On 1 September 2001, the 26th Squadrons Group "Giove" based at Pisa Air Base was transferred from the Paratroopers Brigade "Folgore" to the 1st Air Cavalry Regiment "Antares". During the same year, the regiment entered the newly formed Air Cavalry Grouping. On 4 November 2002, the 26th Squadrons Group "Giove", 51st Squadrons Group "Leone", and Medium Helicopters Squadron merged to form the 26th Air Cavalry Squadrons Group "Giove" - Special Operations Helicopters Unit (Reparto Elicotteri per Operazioni Speciali - REOS).

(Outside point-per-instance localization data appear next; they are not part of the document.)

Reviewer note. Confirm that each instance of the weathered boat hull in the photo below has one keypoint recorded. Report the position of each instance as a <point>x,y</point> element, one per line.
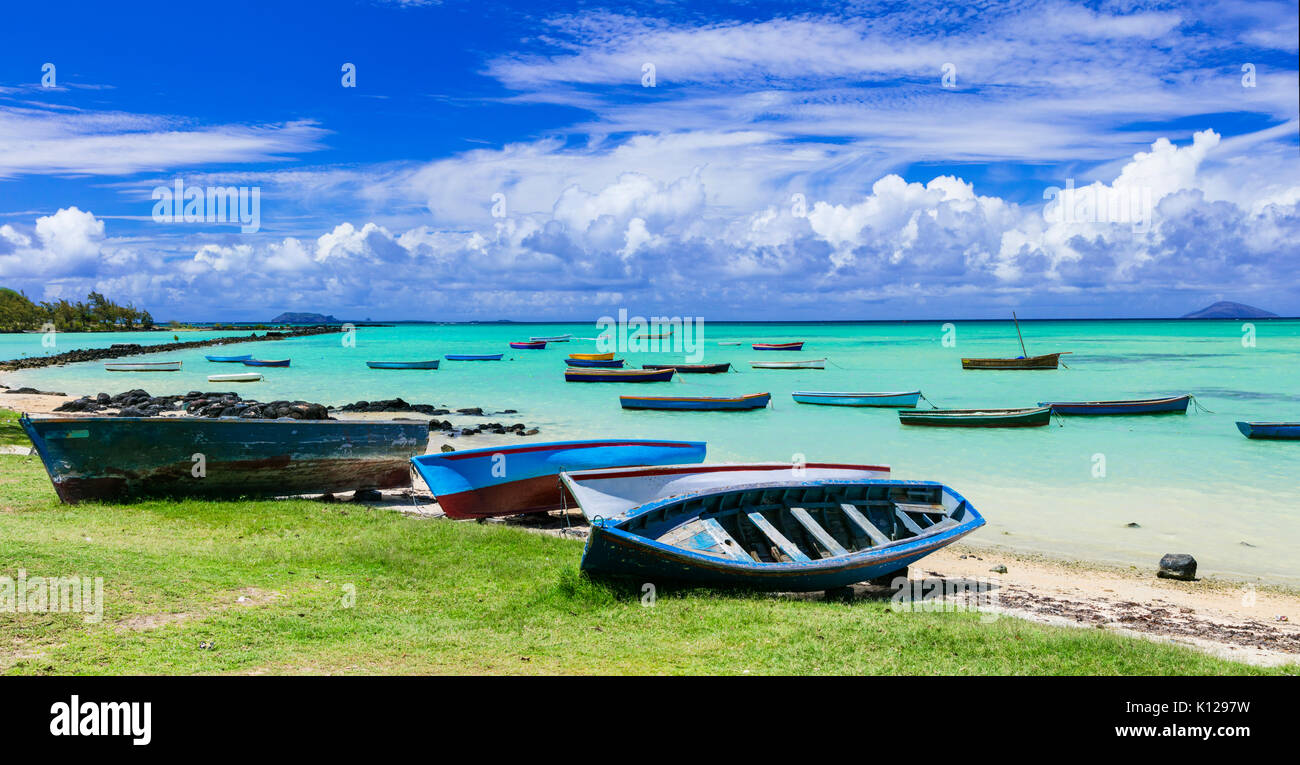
<point>696,403</point>
<point>906,398</point>
<point>976,418</point>
<point>1166,405</point>
<point>482,483</point>
<point>125,458</point>
<point>1270,431</point>
<point>692,368</point>
<point>432,364</point>
<point>1044,362</point>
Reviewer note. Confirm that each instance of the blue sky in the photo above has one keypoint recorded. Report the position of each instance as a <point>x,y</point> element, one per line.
<point>792,160</point>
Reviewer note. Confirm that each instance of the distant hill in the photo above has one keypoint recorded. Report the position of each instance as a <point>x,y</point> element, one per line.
<point>1230,310</point>
<point>290,318</point>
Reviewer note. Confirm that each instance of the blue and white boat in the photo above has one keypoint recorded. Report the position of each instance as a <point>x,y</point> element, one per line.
<point>904,398</point>
<point>763,526</point>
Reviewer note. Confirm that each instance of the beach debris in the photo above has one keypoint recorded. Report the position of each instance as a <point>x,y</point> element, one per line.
<point>1177,566</point>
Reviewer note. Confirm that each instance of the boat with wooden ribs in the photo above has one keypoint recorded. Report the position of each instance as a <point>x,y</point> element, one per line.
<point>692,368</point>
<point>125,458</point>
<point>510,480</point>
<point>804,364</point>
<point>906,398</point>
<point>618,375</point>
<point>697,402</point>
<point>978,418</point>
<point>596,363</point>
<point>142,366</point>
<point>1273,431</point>
<point>1135,406</point>
<point>432,364</point>
<point>763,526</point>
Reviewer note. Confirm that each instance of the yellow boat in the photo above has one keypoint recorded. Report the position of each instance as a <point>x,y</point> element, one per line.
<point>593,357</point>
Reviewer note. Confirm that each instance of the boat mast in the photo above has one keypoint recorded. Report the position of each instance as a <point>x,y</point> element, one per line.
<point>1014,318</point>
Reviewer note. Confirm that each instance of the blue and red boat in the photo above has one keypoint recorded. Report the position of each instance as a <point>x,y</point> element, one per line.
<point>1164,405</point>
<point>763,526</point>
<point>697,402</point>
<point>508,480</point>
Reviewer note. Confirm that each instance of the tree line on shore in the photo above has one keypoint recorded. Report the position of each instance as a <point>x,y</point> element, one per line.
<point>94,314</point>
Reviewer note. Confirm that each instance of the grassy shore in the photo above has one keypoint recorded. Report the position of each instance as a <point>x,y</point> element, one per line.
<point>315,587</point>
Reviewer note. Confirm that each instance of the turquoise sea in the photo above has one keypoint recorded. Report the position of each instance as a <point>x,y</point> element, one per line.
<point>1192,483</point>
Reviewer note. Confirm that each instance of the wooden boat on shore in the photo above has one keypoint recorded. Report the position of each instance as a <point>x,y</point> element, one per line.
<point>142,366</point>
<point>618,375</point>
<point>596,363</point>
<point>692,368</point>
<point>1270,431</point>
<point>237,377</point>
<point>976,418</point>
<point>906,398</point>
<point>697,403</point>
<point>1165,405</point>
<point>124,458</point>
<point>763,526</point>
<point>508,480</point>
<point>229,359</point>
<point>804,364</point>
<point>432,364</point>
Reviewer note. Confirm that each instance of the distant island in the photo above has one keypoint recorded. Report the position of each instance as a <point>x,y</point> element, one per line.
<point>290,318</point>
<point>1230,310</point>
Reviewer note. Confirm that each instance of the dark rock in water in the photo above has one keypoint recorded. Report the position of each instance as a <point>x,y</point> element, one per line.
<point>1177,566</point>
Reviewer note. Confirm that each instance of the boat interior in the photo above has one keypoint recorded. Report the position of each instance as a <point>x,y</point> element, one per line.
<point>800,523</point>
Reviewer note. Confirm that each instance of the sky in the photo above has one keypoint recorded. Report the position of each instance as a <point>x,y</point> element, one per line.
<point>417,160</point>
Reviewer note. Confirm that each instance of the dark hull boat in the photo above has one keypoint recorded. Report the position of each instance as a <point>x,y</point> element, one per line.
<point>481,483</point>
<point>1166,405</point>
<point>1275,431</point>
<point>690,368</point>
<point>122,458</point>
<point>763,526</point>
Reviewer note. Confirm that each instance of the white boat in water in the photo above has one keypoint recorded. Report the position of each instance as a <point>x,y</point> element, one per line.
<point>142,366</point>
<point>241,377</point>
<point>804,364</point>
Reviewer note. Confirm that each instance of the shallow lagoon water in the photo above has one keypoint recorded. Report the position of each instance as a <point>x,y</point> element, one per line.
<point>1192,483</point>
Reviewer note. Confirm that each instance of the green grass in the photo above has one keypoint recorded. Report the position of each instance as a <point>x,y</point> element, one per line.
<point>434,596</point>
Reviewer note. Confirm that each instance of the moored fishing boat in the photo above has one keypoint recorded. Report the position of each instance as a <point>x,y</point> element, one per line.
<point>229,359</point>
<point>978,418</point>
<point>906,398</point>
<point>618,375</point>
<point>1164,405</point>
<point>430,364</point>
<point>1270,431</point>
<point>692,368</point>
<point>508,480</point>
<point>115,458</point>
<point>698,402</point>
<point>597,363</point>
<point>142,366</point>
<point>763,526</point>
<point>235,377</point>
<point>804,364</point>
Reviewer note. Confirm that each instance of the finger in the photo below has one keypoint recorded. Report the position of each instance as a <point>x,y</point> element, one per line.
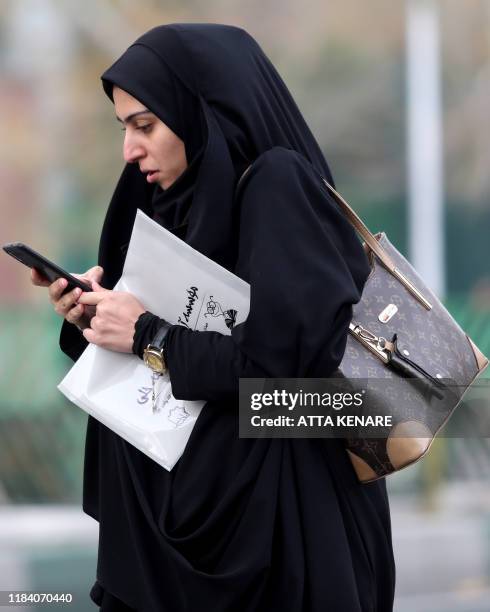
<point>94,274</point>
<point>93,298</point>
<point>65,303</point>
<point>38,279</point>
<point>90,335</point>
<point>56,289</point>
<point>97,287</point>
<point>75,314</point>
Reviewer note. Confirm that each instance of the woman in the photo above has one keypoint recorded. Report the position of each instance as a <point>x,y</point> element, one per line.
<point>238,524</point>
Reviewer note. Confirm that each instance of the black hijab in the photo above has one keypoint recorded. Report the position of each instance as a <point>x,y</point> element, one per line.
<point>238,524</point>
<point>217,90</point>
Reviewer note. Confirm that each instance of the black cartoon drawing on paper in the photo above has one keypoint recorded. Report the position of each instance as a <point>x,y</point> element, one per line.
<point>214,309</point>
<point>178,415</point>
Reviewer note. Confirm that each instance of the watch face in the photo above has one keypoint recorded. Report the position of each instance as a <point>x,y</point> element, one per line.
<point>154,361</point>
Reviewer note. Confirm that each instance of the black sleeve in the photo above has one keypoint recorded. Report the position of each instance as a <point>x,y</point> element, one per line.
<point>305,267</point>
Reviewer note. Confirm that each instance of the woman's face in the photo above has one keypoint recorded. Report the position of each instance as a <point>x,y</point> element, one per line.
<point>159,152</point>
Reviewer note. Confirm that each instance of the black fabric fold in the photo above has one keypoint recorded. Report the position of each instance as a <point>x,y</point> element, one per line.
<point>248,525</point>
<point>145,330</point>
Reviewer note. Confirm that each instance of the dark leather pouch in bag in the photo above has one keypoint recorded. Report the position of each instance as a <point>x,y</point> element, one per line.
<point>416,358</point>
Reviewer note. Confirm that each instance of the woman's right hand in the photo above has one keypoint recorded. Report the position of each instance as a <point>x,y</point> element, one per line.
<point>67,305</point>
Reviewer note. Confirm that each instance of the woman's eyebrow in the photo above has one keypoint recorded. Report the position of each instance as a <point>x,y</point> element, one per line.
<point>132,116</point>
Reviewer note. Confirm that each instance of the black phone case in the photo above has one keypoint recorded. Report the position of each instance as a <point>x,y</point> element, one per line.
<point>33,259</point>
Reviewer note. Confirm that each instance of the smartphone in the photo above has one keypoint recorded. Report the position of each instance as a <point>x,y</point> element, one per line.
<point>32,259</point>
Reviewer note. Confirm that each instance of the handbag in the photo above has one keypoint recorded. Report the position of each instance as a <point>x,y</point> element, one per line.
<point>403,340</point>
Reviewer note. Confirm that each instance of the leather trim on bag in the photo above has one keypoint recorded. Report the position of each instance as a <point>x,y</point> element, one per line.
<point>481,360</point>
<point>407,442</point>
<point>363,470</point>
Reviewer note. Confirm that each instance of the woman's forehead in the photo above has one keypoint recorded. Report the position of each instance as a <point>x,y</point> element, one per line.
<point>127,106</point>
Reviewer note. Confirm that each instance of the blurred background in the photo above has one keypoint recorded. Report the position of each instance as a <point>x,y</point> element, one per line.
<point>398,96</point>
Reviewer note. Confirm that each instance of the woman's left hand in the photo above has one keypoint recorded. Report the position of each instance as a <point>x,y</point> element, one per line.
<point>116,313</point>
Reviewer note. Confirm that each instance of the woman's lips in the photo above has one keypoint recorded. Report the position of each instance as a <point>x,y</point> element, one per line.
<point>151,176</point>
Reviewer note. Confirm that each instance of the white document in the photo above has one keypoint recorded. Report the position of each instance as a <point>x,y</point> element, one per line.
<point>179,284</point>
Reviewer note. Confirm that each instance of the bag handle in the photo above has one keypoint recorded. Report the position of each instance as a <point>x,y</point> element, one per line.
<point>370,240</point>
<point>374,245</point>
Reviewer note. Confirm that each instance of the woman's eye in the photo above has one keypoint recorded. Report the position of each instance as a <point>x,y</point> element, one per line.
<point>144,128</point>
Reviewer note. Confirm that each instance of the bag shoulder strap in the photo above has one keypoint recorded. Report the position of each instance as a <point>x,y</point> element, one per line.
<point>370,240</point>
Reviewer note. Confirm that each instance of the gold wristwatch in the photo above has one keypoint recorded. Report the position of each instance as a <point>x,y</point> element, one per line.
<point>154,355</point>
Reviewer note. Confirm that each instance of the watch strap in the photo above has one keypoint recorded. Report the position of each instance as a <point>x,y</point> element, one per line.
<point>160,338</point>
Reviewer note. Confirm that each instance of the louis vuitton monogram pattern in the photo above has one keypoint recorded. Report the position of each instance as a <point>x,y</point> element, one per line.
<point>432,339</point>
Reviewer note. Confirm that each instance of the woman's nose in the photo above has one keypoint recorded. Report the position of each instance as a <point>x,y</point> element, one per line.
<point>132,151</point>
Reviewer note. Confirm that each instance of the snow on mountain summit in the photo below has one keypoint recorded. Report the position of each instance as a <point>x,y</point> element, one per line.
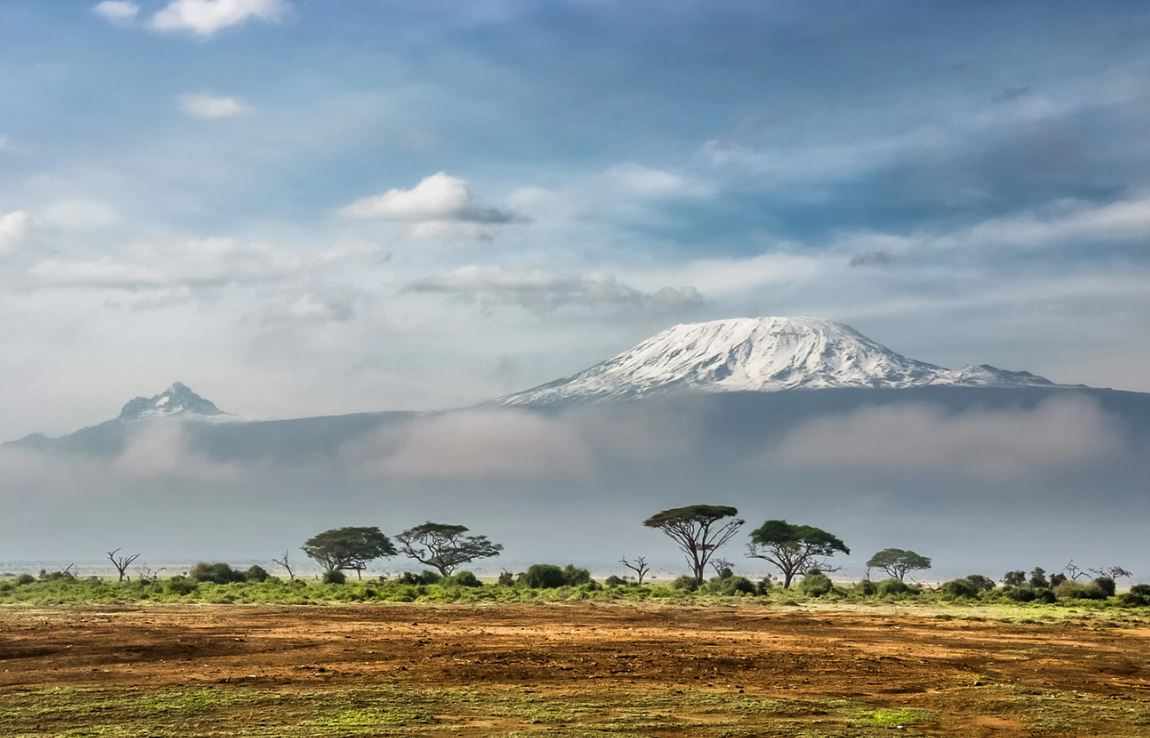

The "Giove" squadrons group maintained a detachment at Pisa-San Giusto Air Base, which was equipped with AB 205 helicopters.

On 3 November 2003, the Air Cavalry left the Italian Army's Cavalry Arm and became, as Army Aviation Specialty, a separate speciality of the Italian Army. Consequently, the 1st Air Cavalry Regiment "Antares" was renamed 1st Army Aviation Regiment "Antares", while the Air Cavalry Grouping was renamed Army Aviation Grouping. On 1 March 2006, the Army Aviation Grouping was reorganized and renamed Army Aviation Brigade.

On 24 June 2013, the 28th Squadrons Group "Tucano" joined the regiment. On 10 November 2014, the 26th Squadrons Group "Giove" left the regiment and was then used to form the 3rd Special Operations Helicopter Regiment "Aldebaran". On 1 October 2023, the regiment was assigned, together with all other army aviation regiments, to the Airmobile Brigade "Friuli".

== Organization ==
As of 2024 the 1st Army Aviation Regiment "Antares" is organized as follows:

- 1st Army Aviation Regiment "Antares", at Viterbo Airport
  - Headquarters Unit
  - 11th Squadrons Group "Ercole"
    - 111th Medium Transport Helicopters Squadron
    - 112th Medium Transport Helicopters Squadron
  - 28th Squadrons Group "Tucano", at Viterbo Airport (Lazio)
    - Regional Transport and Liaison Planes Squadron (P180 Avanti II planes)
    - Light Transport and Liaison Planes Squadron (Dornier 228-212 planes)
  - Support Squadrons Group
    - Logistic Support Squadron
    - Maintenance Squadron

== Equipment ==
The 11th Squadrons Group "Ercole" is equipped with CH-47F Chinook transport helicopters.